Paul Simon just released a critically acclaimed new album, Seven Psalms, but he says even if he really wanted to tour to promote it, he can’t — because he’s lost most of the hearing in his left year.
Speaking to the U.K.’s Sunday Times, Simon, 81, says the loss was “quite sudden,” adding, “Nobody has an explanation for it. So everything became more difficult. My reaction to that was frustration and annoyance; not quite anger yet, because I thought it would pass, it would repair itself.”
That doesn’t seem to be happening, which means that Simon can’t perform live, but he says he isn’t particularly eager to return to the stage.

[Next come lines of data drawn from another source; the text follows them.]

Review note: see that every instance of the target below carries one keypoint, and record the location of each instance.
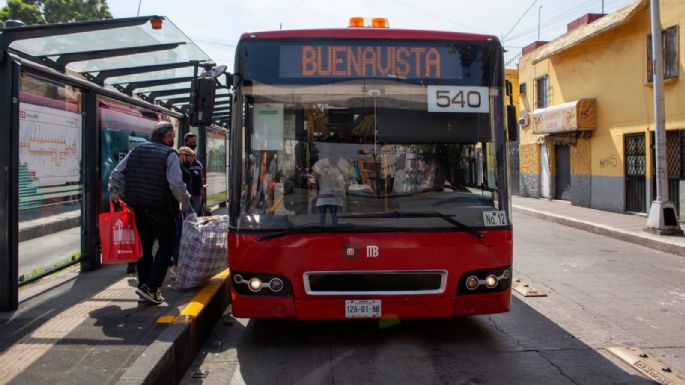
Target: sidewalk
(92, 330)
(626, 227)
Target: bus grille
(375, 282)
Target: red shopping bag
(119, 239)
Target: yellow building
(587, 111)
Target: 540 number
(458, 99)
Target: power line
(562, 18)
(409, 5)
(520, 18)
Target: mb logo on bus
(371, 251)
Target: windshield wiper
(428, 214)
(307, 228)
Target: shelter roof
(145, 57)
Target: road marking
(526, 289)
(649, 366)
(199, 302)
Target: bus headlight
(490, 281)
(485, 281)
(255, 284)
(276, 285)
(472, 282)
(261, 284)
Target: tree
(25, 10)
(60, 11)
(55, 11)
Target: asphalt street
(602, 293)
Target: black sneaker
(131, 268)
(151, 296)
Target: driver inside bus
(330, 174)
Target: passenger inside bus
(330, 178)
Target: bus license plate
(367, 308)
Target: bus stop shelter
(75, 98)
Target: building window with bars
(541, 91)
(669, 46)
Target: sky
(216, 25)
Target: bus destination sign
(369, 61)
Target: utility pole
(662, 216)
(539, 12)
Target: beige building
(587, 111)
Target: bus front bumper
(392, 307)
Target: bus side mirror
(202, 101)
(512, 123)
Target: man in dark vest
(149, 180)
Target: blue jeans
(154, 225)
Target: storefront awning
(578, 115)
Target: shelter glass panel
(50, 175)
(217, 167)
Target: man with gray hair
(149, 180)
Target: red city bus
(369, 175)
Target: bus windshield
(341, 151)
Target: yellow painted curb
(198, 303)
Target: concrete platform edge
(166, 360)
(604, 230)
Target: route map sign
(50, 144)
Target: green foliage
(60, 11)
(25, 10)
(54, 11)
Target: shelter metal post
(90, 172)
(9, 128)
(662, 218)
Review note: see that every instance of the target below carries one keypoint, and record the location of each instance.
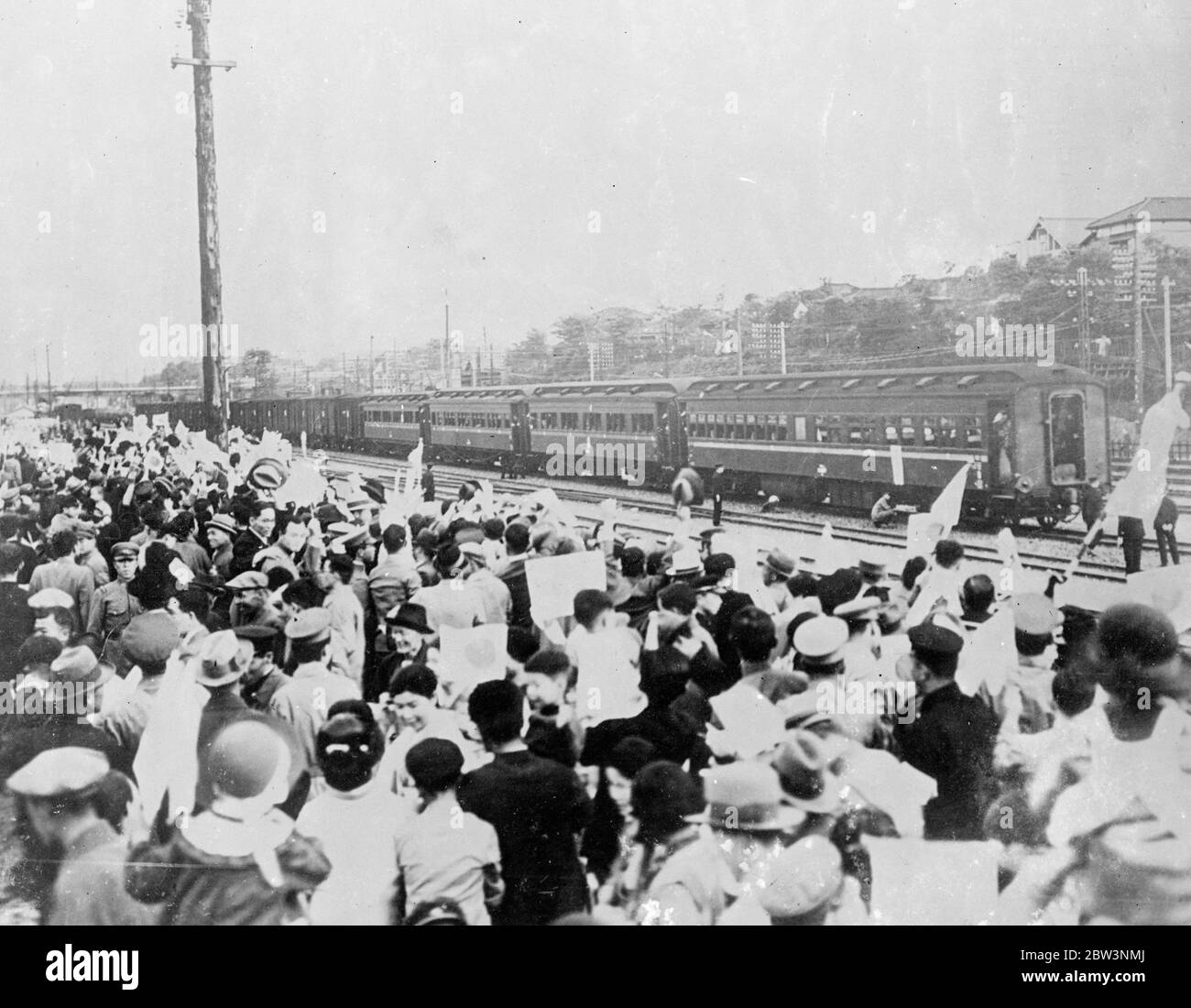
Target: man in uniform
(304, 701)
(221, 534)
(261, 678)
(60, 794)
(951, 737)
(112, 607)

“The songs of mine that I don’t want to sing live, I don’t sing them,” he says. “Sometimes there are songs that I like and then at a certain point in a tour, I’ll say, ‘What the f*** are you doing, Paul?’ Quite often that would come during ‘You Can Call Me Al.’ I’d think, ‘What are you doing? You’re like a Paul Simon cover band. You should get off the road, go home.’”

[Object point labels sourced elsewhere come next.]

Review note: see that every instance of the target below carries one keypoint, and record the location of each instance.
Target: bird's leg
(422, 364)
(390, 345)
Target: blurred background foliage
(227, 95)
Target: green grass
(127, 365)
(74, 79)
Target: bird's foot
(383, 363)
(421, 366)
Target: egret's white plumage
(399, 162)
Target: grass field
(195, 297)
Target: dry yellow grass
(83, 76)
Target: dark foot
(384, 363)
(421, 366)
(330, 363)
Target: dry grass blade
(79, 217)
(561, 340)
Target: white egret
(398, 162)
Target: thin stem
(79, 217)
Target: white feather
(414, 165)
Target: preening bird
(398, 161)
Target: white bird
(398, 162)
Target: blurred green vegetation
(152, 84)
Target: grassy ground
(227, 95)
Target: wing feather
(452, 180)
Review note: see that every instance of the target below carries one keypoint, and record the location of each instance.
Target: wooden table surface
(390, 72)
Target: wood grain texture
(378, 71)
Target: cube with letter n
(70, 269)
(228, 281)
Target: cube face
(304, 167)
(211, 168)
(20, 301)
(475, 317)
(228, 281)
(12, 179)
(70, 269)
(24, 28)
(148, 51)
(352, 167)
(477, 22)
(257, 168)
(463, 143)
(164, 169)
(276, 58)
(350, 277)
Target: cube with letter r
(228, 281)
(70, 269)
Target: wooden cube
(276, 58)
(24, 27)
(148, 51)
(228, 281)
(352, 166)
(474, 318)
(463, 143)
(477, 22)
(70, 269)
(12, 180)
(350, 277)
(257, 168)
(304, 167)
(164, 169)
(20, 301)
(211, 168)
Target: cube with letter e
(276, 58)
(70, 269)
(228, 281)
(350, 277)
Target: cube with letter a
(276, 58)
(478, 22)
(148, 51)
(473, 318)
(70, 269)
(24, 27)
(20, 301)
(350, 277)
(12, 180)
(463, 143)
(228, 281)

Simon, who now lives on a ranch in Texas with his wife, Edie Brickell, wrote Seven Psalms after he had a dream on January 19, 2019 — the anniversary of his father’s death.
“The dream was specific,” he says. “‘You are writing, or are meant to write, a piece called Seven Psalms.’ It was a very insistent statement, so much so that I wrote it down.”
The paper he wrote it down on is now framed in his studio, as is a copy of his and Art Garfunkel‘s first single, “Hey Schoolgirl,” which they recorded in 1957 under the name Tom & Jerry.